The ventriculoperitoneal shunt operation itself is generally straightforward. However, shunts can, and often do, become infected, blocked, or otherwise nonfunctional, especially in growing children. While some individuals need only a single shunt placement, others have to have multiple operations. The average number of replacements is about two per child. People with hydrocephalus and their caregivers should be aware of symptoms of increased intracranial pressure that could indicate that a shunt is malfunctioning, in which case they should notify a physician promptly. Children and adults with shunts for hydrocephalus should also avoid rough contact sports.

Surgeons can also alleviate some cases of obstructive hydrocephalus with endoscopic procedures that avoid shunt placement. The doctor inserts a small fiber-optic instrument (endoscope) into the ventricular system of the brain and relieves obstructions that impede CSF flow.

Medical treatment of hydrocephalus with drugs to retard the production of CSF is generally only a temporary measure, being ineffective in the long term.

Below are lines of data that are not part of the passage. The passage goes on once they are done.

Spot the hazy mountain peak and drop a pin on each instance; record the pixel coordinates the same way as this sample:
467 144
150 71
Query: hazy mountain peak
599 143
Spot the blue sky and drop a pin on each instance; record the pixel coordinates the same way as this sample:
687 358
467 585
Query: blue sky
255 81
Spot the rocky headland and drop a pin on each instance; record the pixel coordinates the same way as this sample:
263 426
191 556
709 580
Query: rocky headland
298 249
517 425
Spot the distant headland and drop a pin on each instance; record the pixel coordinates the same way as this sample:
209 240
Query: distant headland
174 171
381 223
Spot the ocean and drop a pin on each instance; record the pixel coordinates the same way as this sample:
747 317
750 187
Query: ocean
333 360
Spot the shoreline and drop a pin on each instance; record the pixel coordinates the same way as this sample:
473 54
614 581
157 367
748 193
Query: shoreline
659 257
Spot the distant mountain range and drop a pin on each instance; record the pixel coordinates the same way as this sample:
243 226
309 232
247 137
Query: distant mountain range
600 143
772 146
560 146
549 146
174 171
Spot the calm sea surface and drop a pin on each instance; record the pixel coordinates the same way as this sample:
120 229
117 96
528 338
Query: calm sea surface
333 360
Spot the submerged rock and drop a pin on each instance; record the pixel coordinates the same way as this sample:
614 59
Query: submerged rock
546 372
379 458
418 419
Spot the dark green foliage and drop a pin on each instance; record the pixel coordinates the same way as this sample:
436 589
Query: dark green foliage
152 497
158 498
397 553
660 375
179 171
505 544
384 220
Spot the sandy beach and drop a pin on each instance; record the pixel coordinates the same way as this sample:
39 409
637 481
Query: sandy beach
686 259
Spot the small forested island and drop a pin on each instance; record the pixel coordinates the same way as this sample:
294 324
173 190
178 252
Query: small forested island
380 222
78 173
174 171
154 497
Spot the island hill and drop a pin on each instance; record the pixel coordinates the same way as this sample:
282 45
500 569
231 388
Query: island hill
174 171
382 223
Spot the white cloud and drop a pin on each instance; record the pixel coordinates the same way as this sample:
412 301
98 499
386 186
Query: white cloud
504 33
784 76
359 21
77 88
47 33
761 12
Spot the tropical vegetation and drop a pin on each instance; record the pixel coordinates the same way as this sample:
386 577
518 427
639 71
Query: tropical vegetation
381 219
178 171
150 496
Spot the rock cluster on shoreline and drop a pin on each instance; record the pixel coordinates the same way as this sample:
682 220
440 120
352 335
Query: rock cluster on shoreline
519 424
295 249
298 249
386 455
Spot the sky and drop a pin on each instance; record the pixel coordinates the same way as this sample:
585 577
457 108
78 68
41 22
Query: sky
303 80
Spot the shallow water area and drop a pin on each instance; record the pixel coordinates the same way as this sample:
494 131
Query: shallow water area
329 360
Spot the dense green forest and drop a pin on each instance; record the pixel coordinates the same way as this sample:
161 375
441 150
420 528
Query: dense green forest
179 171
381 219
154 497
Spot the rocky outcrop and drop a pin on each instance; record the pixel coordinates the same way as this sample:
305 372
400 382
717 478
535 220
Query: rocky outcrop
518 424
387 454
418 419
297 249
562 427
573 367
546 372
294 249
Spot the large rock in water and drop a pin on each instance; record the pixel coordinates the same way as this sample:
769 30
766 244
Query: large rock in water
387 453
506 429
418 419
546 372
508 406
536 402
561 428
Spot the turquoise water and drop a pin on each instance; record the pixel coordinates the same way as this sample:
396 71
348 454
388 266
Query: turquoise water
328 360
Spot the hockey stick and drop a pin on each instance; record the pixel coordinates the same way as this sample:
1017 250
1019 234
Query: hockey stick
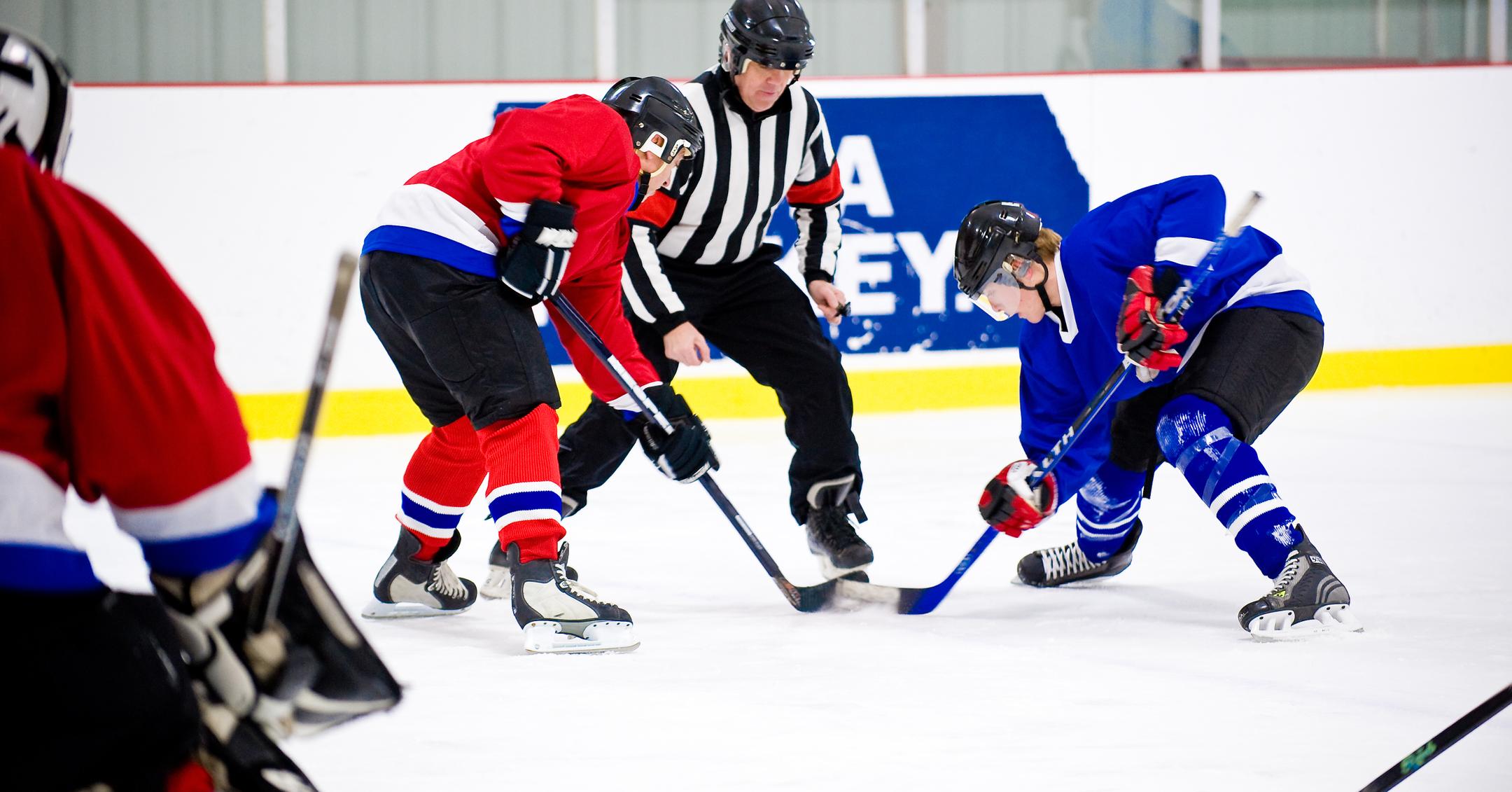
1424 753
806 599
285 525
924 600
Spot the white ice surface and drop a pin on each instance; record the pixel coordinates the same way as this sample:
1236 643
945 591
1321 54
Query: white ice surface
1144 682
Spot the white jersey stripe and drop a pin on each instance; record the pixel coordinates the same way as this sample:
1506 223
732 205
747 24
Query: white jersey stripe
1183 250
428 209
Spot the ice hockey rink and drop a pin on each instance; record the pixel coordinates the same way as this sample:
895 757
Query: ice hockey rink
1142 682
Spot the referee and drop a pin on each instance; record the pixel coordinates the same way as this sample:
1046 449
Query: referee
697 272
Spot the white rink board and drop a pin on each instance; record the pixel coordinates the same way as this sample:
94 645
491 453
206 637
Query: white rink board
1387 186
1144 682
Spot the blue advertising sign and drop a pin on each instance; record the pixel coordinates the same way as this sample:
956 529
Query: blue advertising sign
912 167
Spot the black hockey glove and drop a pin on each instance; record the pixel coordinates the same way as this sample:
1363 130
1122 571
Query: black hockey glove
536 260
309 670
685 454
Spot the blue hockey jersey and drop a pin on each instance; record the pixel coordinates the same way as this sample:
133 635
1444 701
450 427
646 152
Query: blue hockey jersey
1168 225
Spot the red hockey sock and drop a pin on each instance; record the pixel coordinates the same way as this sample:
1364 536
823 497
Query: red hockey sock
525 489
442 480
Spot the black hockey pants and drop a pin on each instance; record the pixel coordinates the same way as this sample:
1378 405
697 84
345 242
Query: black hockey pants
762 321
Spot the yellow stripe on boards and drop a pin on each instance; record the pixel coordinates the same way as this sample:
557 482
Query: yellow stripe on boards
271 416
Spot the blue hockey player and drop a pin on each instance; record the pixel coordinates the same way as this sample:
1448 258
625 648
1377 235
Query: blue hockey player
1208 384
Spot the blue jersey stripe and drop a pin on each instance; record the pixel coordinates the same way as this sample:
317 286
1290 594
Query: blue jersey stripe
526 501
427 516
203 554
53 570
435 246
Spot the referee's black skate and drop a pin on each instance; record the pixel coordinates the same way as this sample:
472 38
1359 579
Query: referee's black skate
407 587
832 536
1307 599
559 614
1065 564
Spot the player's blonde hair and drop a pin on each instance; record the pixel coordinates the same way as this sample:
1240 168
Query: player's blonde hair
1048 245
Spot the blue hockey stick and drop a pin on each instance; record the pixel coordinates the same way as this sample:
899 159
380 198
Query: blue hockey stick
924 600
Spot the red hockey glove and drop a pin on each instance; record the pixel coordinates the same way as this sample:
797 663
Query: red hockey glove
1144 336
1009 505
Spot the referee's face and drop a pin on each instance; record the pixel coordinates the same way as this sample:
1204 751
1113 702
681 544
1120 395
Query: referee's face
761 87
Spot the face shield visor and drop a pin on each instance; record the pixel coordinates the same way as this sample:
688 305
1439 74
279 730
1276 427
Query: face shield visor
1016 272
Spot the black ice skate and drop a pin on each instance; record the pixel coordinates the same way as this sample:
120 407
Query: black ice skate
407 587
832 536
559 614
1065 564
496 587
1307 599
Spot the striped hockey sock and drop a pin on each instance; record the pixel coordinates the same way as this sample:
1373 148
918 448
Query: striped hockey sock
525 493
1106 510
1226 473
442 480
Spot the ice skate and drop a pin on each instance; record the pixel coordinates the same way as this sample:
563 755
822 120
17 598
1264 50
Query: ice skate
1307 599
832 536
407 587
561 616
1065 564
496 587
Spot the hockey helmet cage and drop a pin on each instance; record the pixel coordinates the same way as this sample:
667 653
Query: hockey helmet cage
989 235
659 117
35 100
770 32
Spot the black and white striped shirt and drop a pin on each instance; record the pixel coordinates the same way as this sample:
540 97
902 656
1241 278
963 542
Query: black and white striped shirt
726 198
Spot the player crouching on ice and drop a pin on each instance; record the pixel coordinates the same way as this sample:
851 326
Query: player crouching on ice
460 256
1216 380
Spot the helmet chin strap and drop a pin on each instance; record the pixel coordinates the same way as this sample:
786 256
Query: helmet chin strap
1053 310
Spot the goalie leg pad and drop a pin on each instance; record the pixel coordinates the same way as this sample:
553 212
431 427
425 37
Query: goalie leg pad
309 670
99 691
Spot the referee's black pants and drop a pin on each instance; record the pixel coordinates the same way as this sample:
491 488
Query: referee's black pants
766 322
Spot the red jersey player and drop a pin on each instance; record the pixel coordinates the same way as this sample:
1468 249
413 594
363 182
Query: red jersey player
109 386
460 256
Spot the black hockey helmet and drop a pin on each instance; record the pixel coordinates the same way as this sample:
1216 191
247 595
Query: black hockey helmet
995 244
659 117
770 32
35 100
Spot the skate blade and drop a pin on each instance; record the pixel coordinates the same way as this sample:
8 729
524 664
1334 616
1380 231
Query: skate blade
498 584
830 571
598 638
404 609
1282 626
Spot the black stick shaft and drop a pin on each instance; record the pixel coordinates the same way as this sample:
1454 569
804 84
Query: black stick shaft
601 351
285 525
1429 750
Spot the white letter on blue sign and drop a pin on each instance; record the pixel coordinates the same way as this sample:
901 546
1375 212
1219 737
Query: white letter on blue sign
930 266
861 176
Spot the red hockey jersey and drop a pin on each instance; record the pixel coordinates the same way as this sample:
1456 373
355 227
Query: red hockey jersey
109 378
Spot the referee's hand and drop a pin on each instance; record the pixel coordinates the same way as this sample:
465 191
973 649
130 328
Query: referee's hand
829 300
685 345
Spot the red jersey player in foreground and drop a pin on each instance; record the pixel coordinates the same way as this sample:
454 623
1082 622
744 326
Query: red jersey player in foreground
111 387
460 256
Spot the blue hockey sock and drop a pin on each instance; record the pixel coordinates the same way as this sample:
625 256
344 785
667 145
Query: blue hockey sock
1225 472
1106 510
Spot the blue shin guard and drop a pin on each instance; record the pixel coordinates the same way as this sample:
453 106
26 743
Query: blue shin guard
1225 472
1107 507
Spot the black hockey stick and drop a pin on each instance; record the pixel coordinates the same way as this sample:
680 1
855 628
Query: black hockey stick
285 525
806 599
924 600
1424 753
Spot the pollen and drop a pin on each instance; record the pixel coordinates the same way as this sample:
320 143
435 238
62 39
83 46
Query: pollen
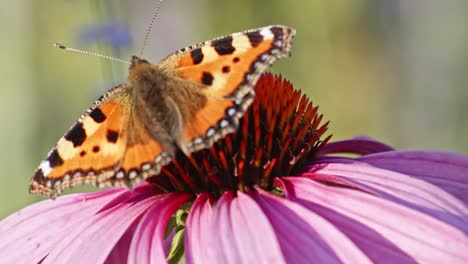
280 132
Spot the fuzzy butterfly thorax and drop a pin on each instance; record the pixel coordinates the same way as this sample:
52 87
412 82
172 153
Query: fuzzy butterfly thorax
159 100
186 102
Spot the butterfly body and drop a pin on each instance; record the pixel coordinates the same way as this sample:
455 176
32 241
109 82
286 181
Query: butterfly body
188 101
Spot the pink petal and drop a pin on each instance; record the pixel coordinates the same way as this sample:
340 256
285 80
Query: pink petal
198 244
237 232
37 229
387 231
448 171
357 145
121 249
399 188
147 245
92 240
304 235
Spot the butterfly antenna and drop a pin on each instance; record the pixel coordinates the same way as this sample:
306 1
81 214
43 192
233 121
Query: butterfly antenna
60 46
145 42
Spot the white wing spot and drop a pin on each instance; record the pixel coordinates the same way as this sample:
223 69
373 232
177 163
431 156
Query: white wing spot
133 174
231 111
45 167
224 123
210 132
120 175
146 166
266 33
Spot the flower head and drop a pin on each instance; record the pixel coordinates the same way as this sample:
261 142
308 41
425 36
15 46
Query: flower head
274 191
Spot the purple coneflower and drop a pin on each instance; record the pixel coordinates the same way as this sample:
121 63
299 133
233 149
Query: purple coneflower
270 193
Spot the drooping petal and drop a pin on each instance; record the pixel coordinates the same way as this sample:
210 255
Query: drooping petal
198 244
402 189
33 232
239 232
147 245
387 231
448 171
303 235
92 240
357 145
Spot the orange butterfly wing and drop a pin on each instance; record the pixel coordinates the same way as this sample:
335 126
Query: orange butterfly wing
101 149
228 68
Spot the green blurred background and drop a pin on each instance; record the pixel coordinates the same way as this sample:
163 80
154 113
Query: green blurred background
395 70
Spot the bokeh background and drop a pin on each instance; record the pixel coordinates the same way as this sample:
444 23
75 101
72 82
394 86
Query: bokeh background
395 70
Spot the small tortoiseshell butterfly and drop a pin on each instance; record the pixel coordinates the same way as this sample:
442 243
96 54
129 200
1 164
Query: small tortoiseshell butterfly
189 100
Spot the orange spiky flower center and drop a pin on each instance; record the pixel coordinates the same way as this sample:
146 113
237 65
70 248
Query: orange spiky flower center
279 133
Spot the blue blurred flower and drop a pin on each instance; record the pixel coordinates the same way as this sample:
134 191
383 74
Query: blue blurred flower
114 34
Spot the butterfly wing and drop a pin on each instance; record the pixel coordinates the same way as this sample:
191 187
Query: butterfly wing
227 70
103 144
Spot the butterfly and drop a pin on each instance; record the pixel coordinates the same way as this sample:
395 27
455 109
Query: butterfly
188 101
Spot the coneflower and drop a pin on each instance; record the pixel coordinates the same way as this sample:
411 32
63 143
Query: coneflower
269 193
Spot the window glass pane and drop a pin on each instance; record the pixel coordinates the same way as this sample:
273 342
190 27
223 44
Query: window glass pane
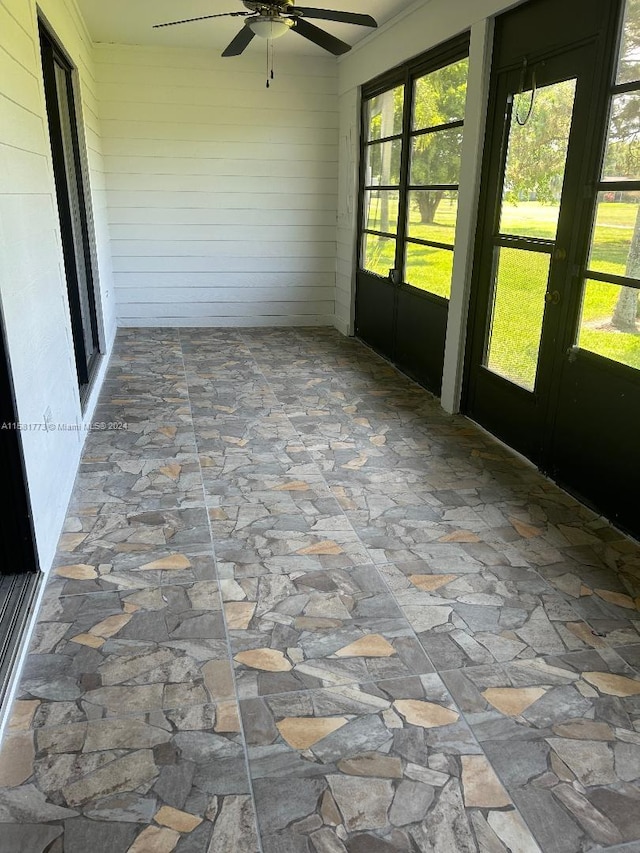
518 309
429 269
435 157
439 96
378 253
381 210
615 244
536 157
432 215
384 114
622 157
383 163
610 322
629 62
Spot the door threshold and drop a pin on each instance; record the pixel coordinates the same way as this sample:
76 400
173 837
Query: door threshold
17 594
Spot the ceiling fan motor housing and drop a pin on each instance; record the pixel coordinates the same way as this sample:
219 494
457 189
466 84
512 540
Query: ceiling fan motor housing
269 9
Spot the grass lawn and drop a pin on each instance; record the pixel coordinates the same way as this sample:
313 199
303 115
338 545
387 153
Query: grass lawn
522 279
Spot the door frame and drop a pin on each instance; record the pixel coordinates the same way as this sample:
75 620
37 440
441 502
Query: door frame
423 314
18 544
559 453
51 52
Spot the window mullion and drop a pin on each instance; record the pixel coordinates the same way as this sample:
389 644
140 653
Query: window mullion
405 164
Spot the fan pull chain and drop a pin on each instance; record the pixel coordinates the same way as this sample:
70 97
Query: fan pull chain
270 74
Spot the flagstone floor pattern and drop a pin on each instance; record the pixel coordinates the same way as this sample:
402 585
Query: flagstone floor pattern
296 608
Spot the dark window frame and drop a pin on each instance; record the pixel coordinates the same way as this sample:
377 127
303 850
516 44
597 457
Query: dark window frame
405 75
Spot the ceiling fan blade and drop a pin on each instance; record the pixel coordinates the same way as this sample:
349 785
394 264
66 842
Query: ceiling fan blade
201 18
319 37
334 15
238 44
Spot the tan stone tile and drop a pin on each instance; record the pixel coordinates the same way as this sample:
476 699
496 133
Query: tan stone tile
430 582
428 715
155 839
371 646
328 546
218 679
227 717
90 640
269 660
171 471
613 685
303 732
176 819
16 759
239 614
583 632
512 701
295 486
70 541
460 536
111 625
482 788
77 572
617 598
173 561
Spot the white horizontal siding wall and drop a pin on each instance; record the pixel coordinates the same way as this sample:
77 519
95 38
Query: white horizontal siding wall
222 193
33 291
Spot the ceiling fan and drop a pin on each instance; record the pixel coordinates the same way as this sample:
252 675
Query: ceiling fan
273 19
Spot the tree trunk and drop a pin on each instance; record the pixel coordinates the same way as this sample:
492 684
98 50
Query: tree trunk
625 314
386 129
428 204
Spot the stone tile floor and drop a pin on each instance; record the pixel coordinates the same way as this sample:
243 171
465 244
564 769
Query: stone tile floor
296 608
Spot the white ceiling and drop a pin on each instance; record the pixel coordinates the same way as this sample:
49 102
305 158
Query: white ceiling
131 22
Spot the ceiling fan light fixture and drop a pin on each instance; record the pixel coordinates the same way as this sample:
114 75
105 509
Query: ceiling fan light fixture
269 26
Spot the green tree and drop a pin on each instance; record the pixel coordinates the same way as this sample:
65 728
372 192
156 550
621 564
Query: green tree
622 160
439 98
538 144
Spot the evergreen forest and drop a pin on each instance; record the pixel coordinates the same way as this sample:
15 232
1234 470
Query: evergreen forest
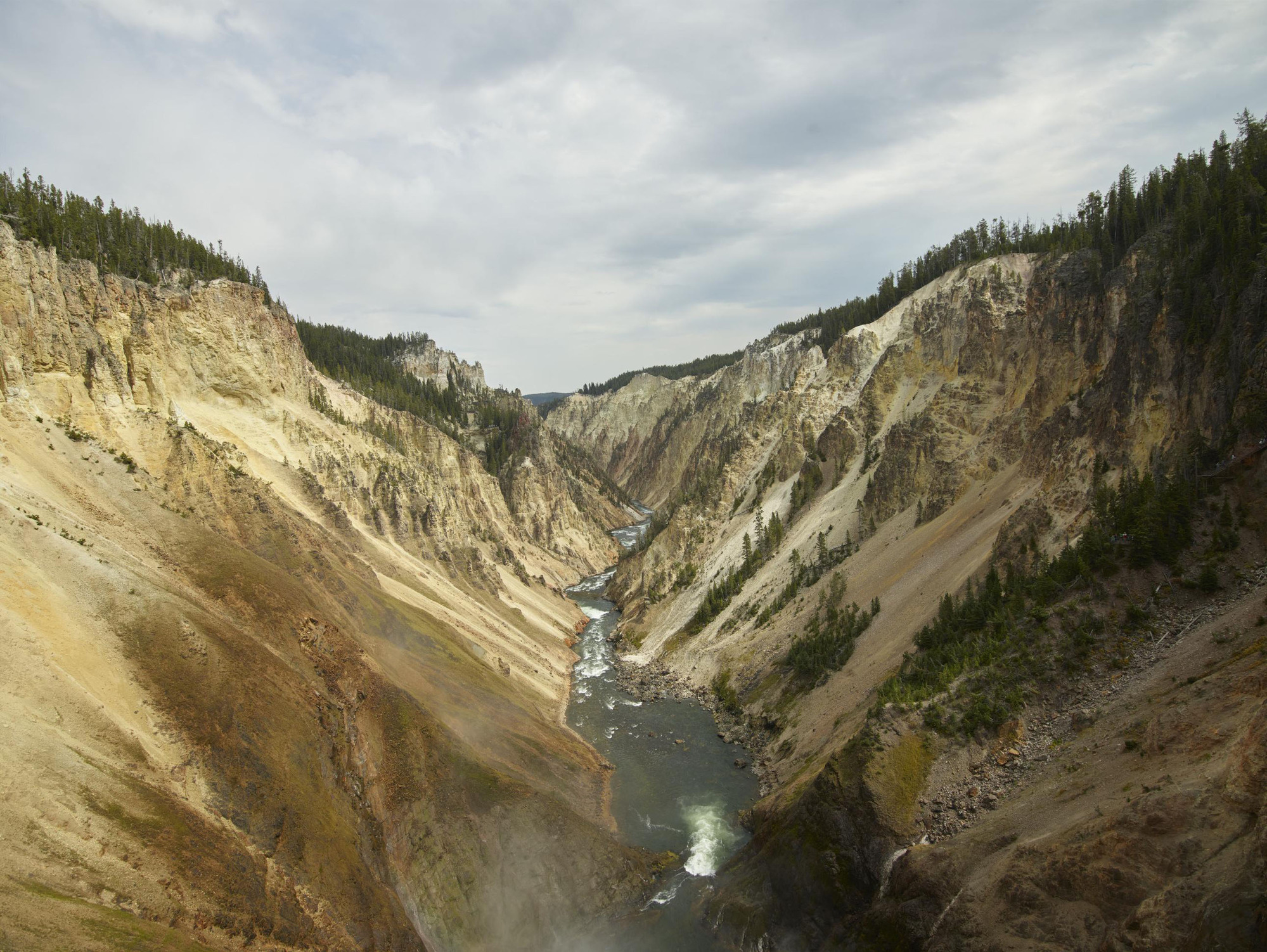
113 239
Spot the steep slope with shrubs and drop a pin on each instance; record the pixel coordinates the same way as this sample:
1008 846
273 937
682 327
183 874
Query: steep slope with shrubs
284 666
977 503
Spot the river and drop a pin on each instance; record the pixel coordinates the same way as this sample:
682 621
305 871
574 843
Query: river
676 785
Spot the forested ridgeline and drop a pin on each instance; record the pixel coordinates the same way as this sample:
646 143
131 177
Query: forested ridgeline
1207 212
701 367
369 366
113 239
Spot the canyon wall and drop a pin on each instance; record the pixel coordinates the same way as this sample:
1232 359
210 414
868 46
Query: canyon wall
966 428
278 681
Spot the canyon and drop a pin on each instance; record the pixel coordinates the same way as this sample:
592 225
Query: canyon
975 593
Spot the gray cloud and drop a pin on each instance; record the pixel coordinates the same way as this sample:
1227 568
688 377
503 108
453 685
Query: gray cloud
565 191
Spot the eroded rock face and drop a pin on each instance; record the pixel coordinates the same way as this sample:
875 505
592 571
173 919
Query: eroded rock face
430 363
281 681
962 427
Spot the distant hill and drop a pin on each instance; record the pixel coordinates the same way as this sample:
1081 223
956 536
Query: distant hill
536 400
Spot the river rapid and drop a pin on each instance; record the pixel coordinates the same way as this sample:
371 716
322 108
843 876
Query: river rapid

While some researchers aim to perfect CSF shunts, the common malfunction of these devices suggests that other cures will ultimately be better. At present, approximately 25 percent of cases can be cured without shunt placement. This number should increase with more widespread use of endoscopic procedures and the development of specific drugs. In cases of hydrocephalus without a known cause, further research using animals that develop similar conditions should lead us toward a more satisfactory cure.